De acordo com ela, não foi uma decisão fácil. “O objetivo do nosso trabalho é levar esperança através da arte. A gente não pode e não tem como parar, mas a possibilidade de contaminação do coronavírus me preocupava muito”, conta.
Ela tomou a decisão de distribuir todo o acervo do projeto de recreação e oficinas para as crianças atendidas pelo projeto para elas terem recreação durante o período de quarentena: “Levei tudo na casa de cada um. Eles agora têm brinquedos individuais e coletivos para brincar sozinhos e com a família em casa. São jogos, livros de histórias, para pintar, pinceis lápis de cor, além de brinquedos. Os que têm celular, eu ainda faço brincadeiras com ele pelo Whatsapp e Tik Tok”.
Os brinquedos e livros disponibilizados para as crianças do Favela Art foram doados por apoiadores do projeto ao longo do ano passado, mas principalmente no Dia das Crianças. Mariluce também conta como explicou para as crianças sobre a pandemia do Coronavírus: “Expliquei que quanto mais eles se exporem e forem para as ruas, mas tempo vai levar para a gente se reunir fisicamente de novo e poder se abraçar, porque vamos ficar doentes. Também expliquei que eles não são os culpados pelo vírus, porque várias crianças estão com medo de passar para o pai, mãe, avó. É que esse vírus tem um imã que atrai mais os idosos e mais velhos”.
É possível fazer isolamento social na favela?
Para a artivista essa condição é muito difícil para grande parte da favela e, para outras, chega a ser impossível. “A gente já teve grandes isolamentos aqui por conta da guerra com a pacificação, com os tiroteios, mas a gente podia se juntar e ficar todo mundo no mesmo canto para se proteger em casa. Com o vírus não dá!”, pondera.
Segundo ela, uma parcela da população que vive no Complexo do Alemão vive ainda em barracos, às vezes, de um único cômodo ou dois, com mais de dez crianças, além dos adultos da família. São barracos de madeira, sem banheiro e até caixa de água. “Não é 90% da população que mora num barraco de madeira, mas tem uma parte que mora sim em casas precárias. O armazenamento de água é feito no latão!”.

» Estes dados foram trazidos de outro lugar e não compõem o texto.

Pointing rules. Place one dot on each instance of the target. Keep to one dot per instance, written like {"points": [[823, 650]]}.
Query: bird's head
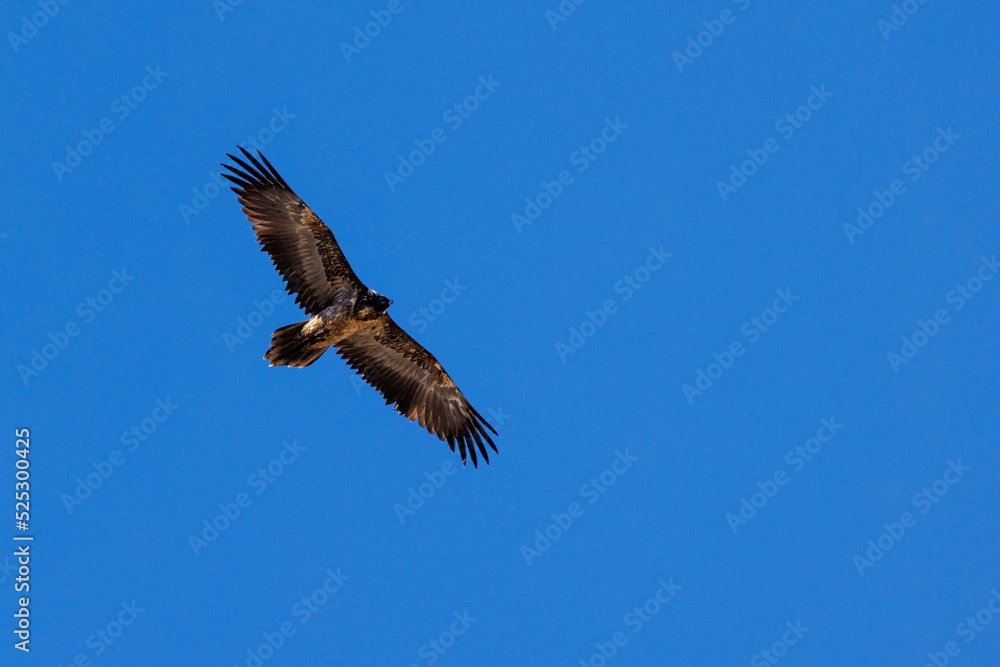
{"points": [[371, 305]]}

Mariluce também denuncia que, após o primeiro pronunciamento do Presidente da República, Jari Bolsonaro, os moradores estavam respeitando mais a medida de quarentena para prevenção do Covid-19: “Grande parte das pessoas estão sim receosas. Aqui me Nova Brasília, um dos maiores áreas comerciais estava quase tudo fechado. Só mercado e hortifruti aberto, a rua estava bem vazia. Aí, veio o pronunciamento, lojas de produtos não essenciais, de estética, roupas começaram a abrir”.
Antes do pronunciamento
Depois do pronunciamento
Filha de uma pastora evangélica, de acordo com Mariluce, as igrejas dentro da comunidade estão fechadas. “Não sei se todas, mas a maioria sim. Inclusive, minha mãe sente falta do culto, mas já expliquei que ela tem que ficar em casa”, diz. Para ela, o retorno à vida normal de muitos moradores, desrespeitando a quarentena, deve-se porque pela necessidade de trabalhar, mas também pela ideia de que o coronavírus é só uma “gripezinha” como alardeada por Jair Bolsonaro.
É um falso dilema alardeado pelo presidente à população brasileira. A posição do governo federal é de que se a economia parar para prevenção da saúde para a pandemia de coronavírus, a fome vai matar muito mais.
No dia 1º de abril, o primeiro caso confirmado com teste de um morador do Complexo do Alemão com Covid-19, foi confirmado pela Secretária Municipal de Saúde.